Information Scent

The following is the wiki entry I produced for Dr. Jamie Blustein’s Human Factors in Computer Systems class last fall:

Overview

Information scent is the perceived relevance of a piece of information to a particular user’s information need. It is a sub-concept of information foraging theory, in which scent motivates navigation via on ongoing on-the-fly assessment of the value and cost of different information sources.

Motivation

Information scent and information foraging are part of the larger study of how people search for information, and is directly related to the areas of cognitive psychology and human behaviour. Unlike other modes of relevance assessment, the foundation of this theory is the perception of relevance based on context and factors relating to individuals or groups of users.

In terms of its applications to the Web, attempts to track and predict patterns in information scent are part of a larger effort to build a cognitive model of how users find information on the Web. Such a model can offer guidance in the area of Web and computer interface design—or in the words of one of the originators of information foraging theory, Peter Pirolli, information scent could enable a “move beyond design by good intuition” [6]. If design can ensure that the scent in a site is strong, the user should be more likely to make the best possible choices and be led to appropriate results [7].

As well as fostering the original research in this area [6] [7], to this day Palo Alto Research Center (PARC) supports ongoing research in this field. The PARC website lists 58 publications on the topic of information scent, including several recent additions that describe models for assessing scent and predicting user scent-following as well as systems that assist (or enhance) scent-following in virtual environments.

Chronology

1957 Nobel winning psychologist Herb Simon proposes Bounded Rationality theory; Chi describes it in 2003 as follows: “an agent behaves in a manner that is nearly optimal with respect to its goals as its resources will allow” (Chi, 2003)
1960’s Evolutionary-ecological optimal foraging theory is developed in anthropology
1991 Dennett coins term informavores [7]
1994 Sandstrom makes connection between optimal foraging theory and library science [7]
1995 Pirolli and Card develop Information foraging theory out of Xerox PARC; uses ecological metaphor to understand how users make decisions around information
1999 Pivotal article on information foraging [7] is published; includes prominent use of information scent concept
2000 Chi et al [2] [3] apply concept of information scent to the Web; develop information foraging into predictive model for Web surfing [1]
2003 Development at PARC of InfoScent™ Bloodhound Simulator, “a push-button navigation analysis system, which automatically analyzes the information cues on a Web site to determine the probability of user task success” [5]
2005 Development at PARC of ScentHighlights, a system that highlights relevant sentences in a text in response to keywords provided by the user [2]
2006 Development at PARC of ScentIndex, a system that produces an on-the-fly index specific in response to keywords provided by the user [2]

Details of Theory

Information foraging theory is built on adaptationist evolutionary-ecological explanations of food-foraging from the field of anthropology. Just as the practice of foraging for food is a constantly developing strategy based on an ongoing assessment of value and cost, people’s strategies when seeking out information are based on what they perceive to be information sources’ relative costs and value [7]. Costs of an information source can be resource costs (money, time, energy expended, cognitive use) or opportunity costs (benefits that may not be gained if one selects a particular information source) [7].

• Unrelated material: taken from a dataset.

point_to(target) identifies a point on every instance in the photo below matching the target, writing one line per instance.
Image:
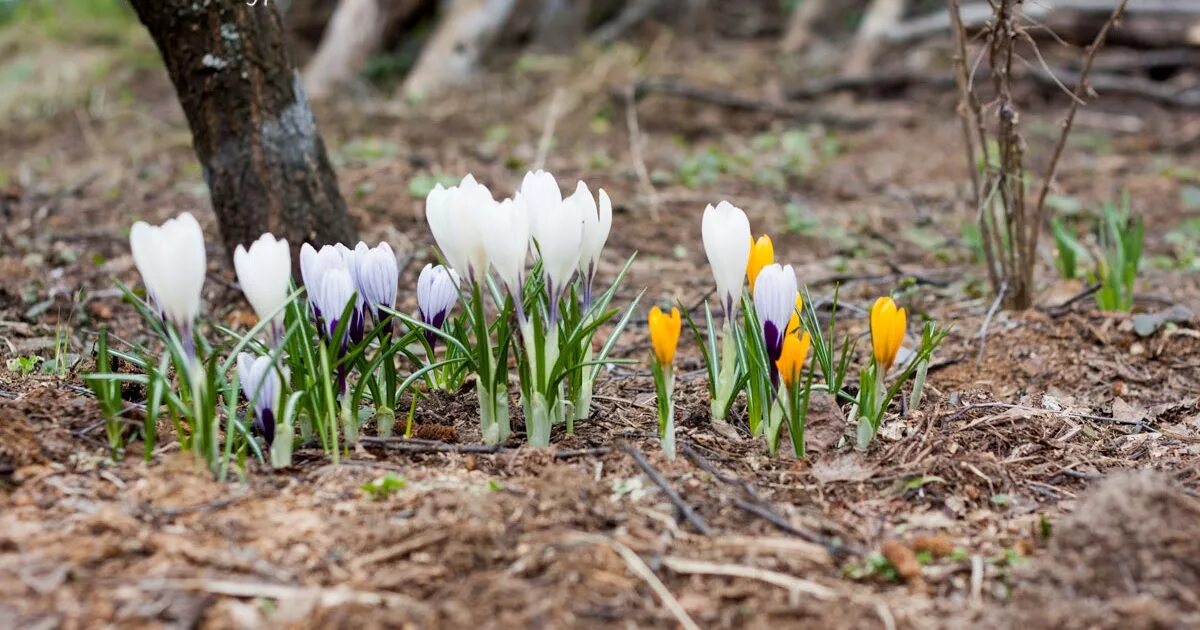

Optimal information foraging means “maximizing the rate of valuable information gained per unit cost, given the constraints of the task environment” [7]. This can be done via enrichment (improving your environment to fit your strategy) or by scent-following (using available proximal cues to follow a scent trail to a distal source that will hopefully satisfy your need) [7].

Although not initially modeled on the Web, a great deal of research at PARC [2] [3] has applied this theory to people’s trajectory within Web sites and from one site to another. With Simon’s bounded rationality theory as a starting point, they have extrapolated that in the realm of information searching humans will not always make the best choices, depending on their individual context. When considering the Web, the overwhelming availability of choices and difficulties linked to allocation of attention means that choices will often be suboptimal [1]. Indeed, Pirolli and Card (1999) stress from the onset that information scent is necessarily dynamic and imperfect due to constantly changing environmental conditions [7].

Jakob Nielsen’s simmered down version of information foraging and Web design is often quoted by other sources in the Web design community. His 2003 Alertbox entry Information Foraging: Why Google Makes People Leave Your Site Faster uses the information foraging concept of between-patch behaviour (propensity and motivation for moving from one information source to another) to describe changes in user patterns on the Web. He posits that Google’s reliability in returning relevant hits is contributing to users’ increased confidence about moving to another high-ranking site. He therefore recommends designing for “information snacking” and implementing means designed to lure users back to the site later on [4].

Method

The basis of Pirolli and Card’s information foraging methodology is an adapted form of the complex mathematical formula initially designed to accurately predict animals’ patterns regarding within-patch and between-patch selection of food sources.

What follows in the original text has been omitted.